Mi promedio semestral de Español terminó siendo, al menos, decente. Sin embargo, quedó en mi corazón el estigma de ser un letrista inhábil. Quizá el problema empezó años antes, cuando en la escuela primaria nos obligaron a garabatear con toda rapidez unos dictados interminables. ¿Quién se iba a preocupar por la buena escritura? Seguir el paso del maestro, captar cada palabra en su dicción, era bastante.

Con los años, aprendí que un buen dibujante suele tener una hermosa caligrafía. Tiene sentido porque, a fin de cuentas, la escritura tiene volumen y contorno, como cualquier dibujo artístico. Intenté practicar esta habilidad, pero ni perspectivas ni proporciones me obedecieron jamás. Fui un dibujante pésimo.

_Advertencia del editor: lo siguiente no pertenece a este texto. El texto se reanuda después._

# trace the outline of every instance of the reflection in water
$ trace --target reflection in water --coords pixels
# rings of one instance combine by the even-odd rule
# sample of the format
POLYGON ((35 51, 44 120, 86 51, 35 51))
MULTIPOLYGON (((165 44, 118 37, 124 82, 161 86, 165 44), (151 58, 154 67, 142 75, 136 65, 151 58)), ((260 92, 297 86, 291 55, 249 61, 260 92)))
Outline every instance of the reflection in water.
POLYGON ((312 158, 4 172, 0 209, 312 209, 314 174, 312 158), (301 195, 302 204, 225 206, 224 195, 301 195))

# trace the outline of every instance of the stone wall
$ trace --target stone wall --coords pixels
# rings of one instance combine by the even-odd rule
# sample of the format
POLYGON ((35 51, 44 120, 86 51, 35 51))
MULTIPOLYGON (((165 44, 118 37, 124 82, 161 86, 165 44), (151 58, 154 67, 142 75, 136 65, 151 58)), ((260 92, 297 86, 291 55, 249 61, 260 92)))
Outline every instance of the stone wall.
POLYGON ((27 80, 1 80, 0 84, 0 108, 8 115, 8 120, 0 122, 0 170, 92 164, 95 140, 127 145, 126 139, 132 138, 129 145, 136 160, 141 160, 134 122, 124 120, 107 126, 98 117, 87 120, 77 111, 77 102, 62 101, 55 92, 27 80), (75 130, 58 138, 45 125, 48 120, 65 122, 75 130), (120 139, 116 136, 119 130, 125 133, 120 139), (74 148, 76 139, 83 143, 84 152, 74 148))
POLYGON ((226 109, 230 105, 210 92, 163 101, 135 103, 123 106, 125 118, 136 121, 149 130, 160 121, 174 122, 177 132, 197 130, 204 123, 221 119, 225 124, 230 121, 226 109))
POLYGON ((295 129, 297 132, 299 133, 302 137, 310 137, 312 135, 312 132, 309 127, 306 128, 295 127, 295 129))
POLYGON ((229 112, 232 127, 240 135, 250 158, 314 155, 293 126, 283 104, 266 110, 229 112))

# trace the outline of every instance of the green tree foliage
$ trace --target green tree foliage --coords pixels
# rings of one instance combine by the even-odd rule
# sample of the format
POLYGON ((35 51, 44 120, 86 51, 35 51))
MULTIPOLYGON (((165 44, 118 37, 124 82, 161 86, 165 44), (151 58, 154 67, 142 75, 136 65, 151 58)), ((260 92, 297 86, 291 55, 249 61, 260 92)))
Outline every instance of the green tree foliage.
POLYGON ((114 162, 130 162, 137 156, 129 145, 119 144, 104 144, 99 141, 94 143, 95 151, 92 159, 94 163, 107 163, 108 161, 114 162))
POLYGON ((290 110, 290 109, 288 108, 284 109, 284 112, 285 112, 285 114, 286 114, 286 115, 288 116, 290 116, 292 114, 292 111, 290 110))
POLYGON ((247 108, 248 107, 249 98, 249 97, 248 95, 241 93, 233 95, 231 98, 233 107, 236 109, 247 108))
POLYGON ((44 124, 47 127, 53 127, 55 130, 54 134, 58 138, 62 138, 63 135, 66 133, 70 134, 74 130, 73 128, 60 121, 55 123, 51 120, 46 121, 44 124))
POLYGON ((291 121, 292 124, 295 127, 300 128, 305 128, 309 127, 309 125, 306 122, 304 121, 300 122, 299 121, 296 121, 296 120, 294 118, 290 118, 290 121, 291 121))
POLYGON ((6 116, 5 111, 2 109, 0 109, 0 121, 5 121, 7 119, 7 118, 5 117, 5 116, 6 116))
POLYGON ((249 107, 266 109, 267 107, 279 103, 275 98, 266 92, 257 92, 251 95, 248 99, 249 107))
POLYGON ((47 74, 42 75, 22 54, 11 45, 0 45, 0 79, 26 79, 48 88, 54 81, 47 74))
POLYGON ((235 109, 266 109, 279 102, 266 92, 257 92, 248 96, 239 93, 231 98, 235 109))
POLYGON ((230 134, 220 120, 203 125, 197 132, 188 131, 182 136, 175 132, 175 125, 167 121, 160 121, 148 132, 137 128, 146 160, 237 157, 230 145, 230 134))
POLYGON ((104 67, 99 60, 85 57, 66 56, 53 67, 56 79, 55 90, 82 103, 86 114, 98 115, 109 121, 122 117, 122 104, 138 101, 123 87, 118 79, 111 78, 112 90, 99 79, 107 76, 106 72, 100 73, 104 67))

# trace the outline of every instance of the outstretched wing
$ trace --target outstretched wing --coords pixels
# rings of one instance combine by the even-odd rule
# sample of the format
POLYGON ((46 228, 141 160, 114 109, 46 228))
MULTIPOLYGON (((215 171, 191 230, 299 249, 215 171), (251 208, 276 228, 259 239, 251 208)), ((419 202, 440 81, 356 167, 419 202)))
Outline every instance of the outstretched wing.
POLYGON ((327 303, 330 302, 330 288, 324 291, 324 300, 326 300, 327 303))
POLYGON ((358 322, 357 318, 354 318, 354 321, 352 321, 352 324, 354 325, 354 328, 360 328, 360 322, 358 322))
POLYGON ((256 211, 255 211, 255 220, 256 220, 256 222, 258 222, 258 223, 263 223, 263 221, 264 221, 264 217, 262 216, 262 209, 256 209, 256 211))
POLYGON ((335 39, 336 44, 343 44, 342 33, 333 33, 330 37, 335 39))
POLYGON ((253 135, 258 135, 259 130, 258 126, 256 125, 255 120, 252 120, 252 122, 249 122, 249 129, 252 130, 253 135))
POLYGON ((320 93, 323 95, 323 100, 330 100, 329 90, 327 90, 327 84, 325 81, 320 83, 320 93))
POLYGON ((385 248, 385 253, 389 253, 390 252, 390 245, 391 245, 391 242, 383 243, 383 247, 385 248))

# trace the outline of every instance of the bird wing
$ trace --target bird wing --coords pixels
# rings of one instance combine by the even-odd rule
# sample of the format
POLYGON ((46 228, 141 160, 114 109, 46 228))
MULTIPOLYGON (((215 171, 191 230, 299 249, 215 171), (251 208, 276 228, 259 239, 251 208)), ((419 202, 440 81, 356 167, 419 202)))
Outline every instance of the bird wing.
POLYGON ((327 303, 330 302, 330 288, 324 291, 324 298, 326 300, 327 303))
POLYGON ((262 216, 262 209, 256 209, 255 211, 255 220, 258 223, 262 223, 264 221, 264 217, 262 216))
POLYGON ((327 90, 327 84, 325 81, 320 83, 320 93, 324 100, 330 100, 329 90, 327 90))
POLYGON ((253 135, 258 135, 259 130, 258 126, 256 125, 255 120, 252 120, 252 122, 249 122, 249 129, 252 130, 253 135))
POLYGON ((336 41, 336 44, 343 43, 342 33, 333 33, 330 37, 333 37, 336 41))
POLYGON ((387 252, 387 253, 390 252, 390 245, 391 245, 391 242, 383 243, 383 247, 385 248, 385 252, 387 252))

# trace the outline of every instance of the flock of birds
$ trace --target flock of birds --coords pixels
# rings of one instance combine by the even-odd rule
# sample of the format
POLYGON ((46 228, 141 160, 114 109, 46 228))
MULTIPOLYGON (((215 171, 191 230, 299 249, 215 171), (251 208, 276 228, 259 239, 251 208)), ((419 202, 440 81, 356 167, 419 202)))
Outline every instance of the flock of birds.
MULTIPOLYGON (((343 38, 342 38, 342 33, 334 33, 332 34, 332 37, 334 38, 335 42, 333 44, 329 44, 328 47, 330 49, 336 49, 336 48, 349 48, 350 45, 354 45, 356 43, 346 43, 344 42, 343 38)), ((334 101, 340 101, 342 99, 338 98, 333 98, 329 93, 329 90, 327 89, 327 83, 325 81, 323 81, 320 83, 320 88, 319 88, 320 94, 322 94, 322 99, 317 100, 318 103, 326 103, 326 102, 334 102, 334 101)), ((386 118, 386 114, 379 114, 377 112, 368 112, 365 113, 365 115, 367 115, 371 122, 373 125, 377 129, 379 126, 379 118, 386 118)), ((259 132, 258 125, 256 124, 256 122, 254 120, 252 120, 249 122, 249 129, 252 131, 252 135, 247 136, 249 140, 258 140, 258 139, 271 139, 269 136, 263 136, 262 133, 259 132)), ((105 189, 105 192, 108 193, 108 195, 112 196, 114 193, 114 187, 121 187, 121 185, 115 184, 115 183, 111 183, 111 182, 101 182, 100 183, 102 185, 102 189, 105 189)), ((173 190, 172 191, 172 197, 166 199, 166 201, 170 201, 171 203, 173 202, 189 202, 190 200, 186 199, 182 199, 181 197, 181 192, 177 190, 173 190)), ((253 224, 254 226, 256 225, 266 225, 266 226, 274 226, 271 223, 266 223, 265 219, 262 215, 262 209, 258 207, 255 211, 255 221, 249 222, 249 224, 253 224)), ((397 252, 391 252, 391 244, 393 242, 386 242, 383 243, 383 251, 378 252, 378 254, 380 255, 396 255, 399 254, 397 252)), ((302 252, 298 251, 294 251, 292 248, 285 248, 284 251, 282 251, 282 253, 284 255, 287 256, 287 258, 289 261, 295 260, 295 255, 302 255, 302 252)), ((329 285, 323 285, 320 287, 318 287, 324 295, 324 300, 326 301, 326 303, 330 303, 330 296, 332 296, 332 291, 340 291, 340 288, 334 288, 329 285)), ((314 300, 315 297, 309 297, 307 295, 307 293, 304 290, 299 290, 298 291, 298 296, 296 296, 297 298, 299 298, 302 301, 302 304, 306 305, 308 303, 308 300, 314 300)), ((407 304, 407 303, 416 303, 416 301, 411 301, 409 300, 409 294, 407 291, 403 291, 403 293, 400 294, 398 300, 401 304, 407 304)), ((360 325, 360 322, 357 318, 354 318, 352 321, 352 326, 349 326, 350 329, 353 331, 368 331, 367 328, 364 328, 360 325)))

El problema no terminó en la mala impresión que causan mis páginas manuscritas, pues elegí el oficio carpintero y, naturalmente, una de las habilidades que se exigen a todo maestro de tal profesión es… ¡dibujar bien! Muchas veces tuve que recurrir a mis compañeros para realizar bocetos isométricos de algún mueble, una silla. Incluso mis clientes llegaron a quitar de mi mano el lápiz para completar la figura decente de un gabinete.

Bueno, como pude, sobreviví a mi maldición. Ahora que se utiliza tanto la computadora y puede uno escoger el tipo de letra que desea ver impreso, ya sólo me preocupo de la gramática y la ortografía, con la esperanza de no incurrir en muchos errores. No aprendí a dibujar muebles en computadora, pero por la edad me retiré del oficio carpinteril.

Mi frustración, aun así, queda como una manchita de vergüenza, oculta para quienes no me conocen. Me la llevaré a la tumba, junto con otras torpes heredades –todo comenzó cuando unos genes impropios se mezclaron–. Que me sea leve.